すごく広かった河口よりもまだ遠いけど、遠いとは言っても見えてるし、川で練習したときも長さ以上に何度も泳いでたし、比重の問題で海は体が浮きやすいっていうし。
きっと、大丈夫。
そんな風に簡単に考えて、泳ぎ始めたけど。
潮の流れが速くって、最短距離を進めばそれほど時間もかからず着けたと思うのに、見えていた対岸の岬がどんどん横に流れて、遠ざかっていきます。
……そうだ、海は潮の流れがあったんだ!
なんで気づかなかったんだろう。
川のときは、あんなに何度も確認して練習したのに。
ここでも、ちゃんと練習しておけば……。
……ううん、流されて元の場所に戻れなかったら、パパさんの剣を取りに戻れなくなってたから、これはこれでよかったけど。
だけど、パパさんの剣はなくさなくても、あたしが死んじゃったらどうしようもない!
元々の予定の場所とは違っても、なんとしても向こう側に泳ぎ着かなくちゃ!!
最初に目指した、向こうの大陸から海に長く飛び出た岬には、もうどうやってもたどり着けそうにないけど、とにかく向こう岸を目指して。
潮の流れに乗りながらも、少しずつ流れから離れて岸に流れ着けるように、必死に後ろ肢をばたつかせて。
かなり東に流されてしまったけど、なんとか外洋に出る前に、目指す大陸の海岸に泳ぎ着くことができました。

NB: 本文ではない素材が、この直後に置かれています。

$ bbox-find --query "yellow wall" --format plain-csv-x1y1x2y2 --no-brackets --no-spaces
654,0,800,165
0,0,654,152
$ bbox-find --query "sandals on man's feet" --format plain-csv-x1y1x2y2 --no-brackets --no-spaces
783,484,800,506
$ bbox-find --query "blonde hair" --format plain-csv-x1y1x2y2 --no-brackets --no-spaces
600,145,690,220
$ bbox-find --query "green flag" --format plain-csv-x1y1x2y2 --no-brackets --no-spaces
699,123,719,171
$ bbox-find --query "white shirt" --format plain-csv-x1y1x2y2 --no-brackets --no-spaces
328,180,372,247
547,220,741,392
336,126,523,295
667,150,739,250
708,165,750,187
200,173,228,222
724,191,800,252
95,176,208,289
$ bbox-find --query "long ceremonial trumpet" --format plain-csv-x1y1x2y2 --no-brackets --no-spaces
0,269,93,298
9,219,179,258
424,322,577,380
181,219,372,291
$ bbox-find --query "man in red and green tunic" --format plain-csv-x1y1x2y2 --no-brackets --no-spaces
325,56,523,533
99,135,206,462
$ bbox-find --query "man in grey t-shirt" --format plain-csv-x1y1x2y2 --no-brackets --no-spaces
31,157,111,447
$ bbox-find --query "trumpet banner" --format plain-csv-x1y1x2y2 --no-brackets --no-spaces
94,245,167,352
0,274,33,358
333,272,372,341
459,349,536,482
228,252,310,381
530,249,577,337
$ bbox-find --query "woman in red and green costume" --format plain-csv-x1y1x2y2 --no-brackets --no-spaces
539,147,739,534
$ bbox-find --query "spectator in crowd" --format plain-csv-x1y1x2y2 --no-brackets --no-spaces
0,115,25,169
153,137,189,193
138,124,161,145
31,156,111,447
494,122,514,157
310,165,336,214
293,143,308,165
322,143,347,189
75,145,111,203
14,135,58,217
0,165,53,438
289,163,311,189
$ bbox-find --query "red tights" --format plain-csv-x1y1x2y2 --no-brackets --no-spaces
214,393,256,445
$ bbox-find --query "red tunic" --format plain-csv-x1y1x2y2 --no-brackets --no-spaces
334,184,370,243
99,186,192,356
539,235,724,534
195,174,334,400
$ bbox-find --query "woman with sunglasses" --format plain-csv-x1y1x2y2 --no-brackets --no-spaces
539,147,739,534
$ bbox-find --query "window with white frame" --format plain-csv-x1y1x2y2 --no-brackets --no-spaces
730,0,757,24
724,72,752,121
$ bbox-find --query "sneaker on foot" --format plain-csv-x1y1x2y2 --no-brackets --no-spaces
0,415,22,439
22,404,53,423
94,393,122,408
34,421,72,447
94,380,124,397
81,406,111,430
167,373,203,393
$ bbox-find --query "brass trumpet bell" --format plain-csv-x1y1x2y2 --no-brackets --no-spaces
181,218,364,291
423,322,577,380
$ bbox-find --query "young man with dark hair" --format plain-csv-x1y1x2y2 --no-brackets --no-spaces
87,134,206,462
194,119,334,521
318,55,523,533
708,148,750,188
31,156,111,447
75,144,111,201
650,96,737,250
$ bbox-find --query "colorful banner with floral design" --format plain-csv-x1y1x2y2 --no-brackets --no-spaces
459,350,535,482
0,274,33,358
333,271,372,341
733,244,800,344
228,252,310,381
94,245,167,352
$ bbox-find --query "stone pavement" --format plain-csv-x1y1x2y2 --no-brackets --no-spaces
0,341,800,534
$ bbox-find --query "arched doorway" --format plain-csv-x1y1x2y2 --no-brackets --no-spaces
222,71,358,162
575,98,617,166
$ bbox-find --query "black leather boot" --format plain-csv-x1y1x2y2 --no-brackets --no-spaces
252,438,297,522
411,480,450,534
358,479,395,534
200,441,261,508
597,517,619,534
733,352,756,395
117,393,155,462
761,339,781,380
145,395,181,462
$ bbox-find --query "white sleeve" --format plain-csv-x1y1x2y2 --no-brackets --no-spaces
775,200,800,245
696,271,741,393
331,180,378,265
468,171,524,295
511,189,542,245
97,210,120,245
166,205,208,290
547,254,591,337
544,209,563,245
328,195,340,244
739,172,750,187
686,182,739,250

死に物狂いで後ろ肢を動かし続けて、もう力尽きそうだったけど、気力を振り絞って、なんとか海水に濡らさないようにパパさんの剣をくわえて高く持ち上げて、海岸に上がって。
そのままもう倒れ込んでしまいたかったけど、こんな目立つ場所で濡れた体をそのままにして倒れたら、敵に狙われるか体温を失って凍え死ぬか、どちらにしても命はないから。
ほとんど意識を飛ばしそうになりながら、体を震わせて水分を払って、また剣をくわえて物陰に移動して、ひとまず目立たなくなったことを確認して。

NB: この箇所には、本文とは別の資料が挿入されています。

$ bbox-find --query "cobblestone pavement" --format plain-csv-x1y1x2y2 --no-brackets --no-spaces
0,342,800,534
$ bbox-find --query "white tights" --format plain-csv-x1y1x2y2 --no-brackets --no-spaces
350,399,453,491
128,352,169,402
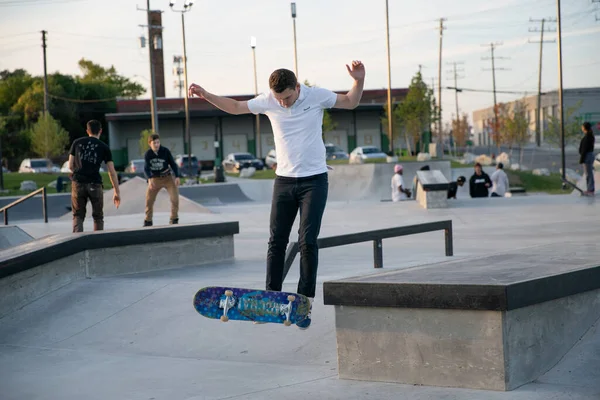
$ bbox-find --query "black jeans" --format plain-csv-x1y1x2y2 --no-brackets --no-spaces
267,173,329,297
71,181,104,232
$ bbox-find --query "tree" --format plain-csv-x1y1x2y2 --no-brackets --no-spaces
452,113,469,147
31,114,69,158
544,100,582,148
140,129,154,157
396,72,434,152
499,100,530,164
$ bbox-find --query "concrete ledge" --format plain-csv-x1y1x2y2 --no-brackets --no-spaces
0,222,239,318
323,243,600,391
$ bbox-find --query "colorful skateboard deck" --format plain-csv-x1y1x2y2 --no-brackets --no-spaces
194,286,310,326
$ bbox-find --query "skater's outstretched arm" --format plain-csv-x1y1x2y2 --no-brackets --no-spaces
189,83,250,115
333,61,365,110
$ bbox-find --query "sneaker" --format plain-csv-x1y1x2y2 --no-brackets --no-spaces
296,297,315,330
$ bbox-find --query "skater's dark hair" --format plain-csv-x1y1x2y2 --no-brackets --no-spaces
87,119,102,135
269,68,298,93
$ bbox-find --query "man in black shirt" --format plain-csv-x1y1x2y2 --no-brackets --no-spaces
144,133,179,226
579,122,596,196
69,120,121,232
469,163,492,198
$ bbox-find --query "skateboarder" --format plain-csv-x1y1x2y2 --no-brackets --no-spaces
144,133,179,226
189,61,365,328
579,122,596,196
69,120,121,232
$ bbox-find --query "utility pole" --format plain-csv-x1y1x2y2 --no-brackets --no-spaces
42,31,48,116
250,37,262,158
137,0,162,133
556,0,566,181
446,61,464,152
529,18,556,147
482,43,506,151
292,2,300,79
437,18,446,158
385,0,394,153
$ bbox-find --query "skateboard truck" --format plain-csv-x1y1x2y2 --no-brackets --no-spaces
219,290,235,322
281,295,296,326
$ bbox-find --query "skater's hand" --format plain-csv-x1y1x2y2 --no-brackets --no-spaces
346,60,365,81
189,83,206,99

安全が確認できたところで今度こそ倒れ込んで、意識を失ってしまいました。
そのまま、どれくらい経ったのか。
十分に体力が戻ったわけじゃないけど、お腹が空いて目が覚めて。
……体の調子から考えて、そんなに長いこと眠ってたわけじゃないと思うけど。
それでも、完全に意識を失ってしまってた。
その間に敵に見つかってたら、あたし、死んでた。
考えて背筋が冷たくなったけど、でも結果、あたしは生きてるんだから。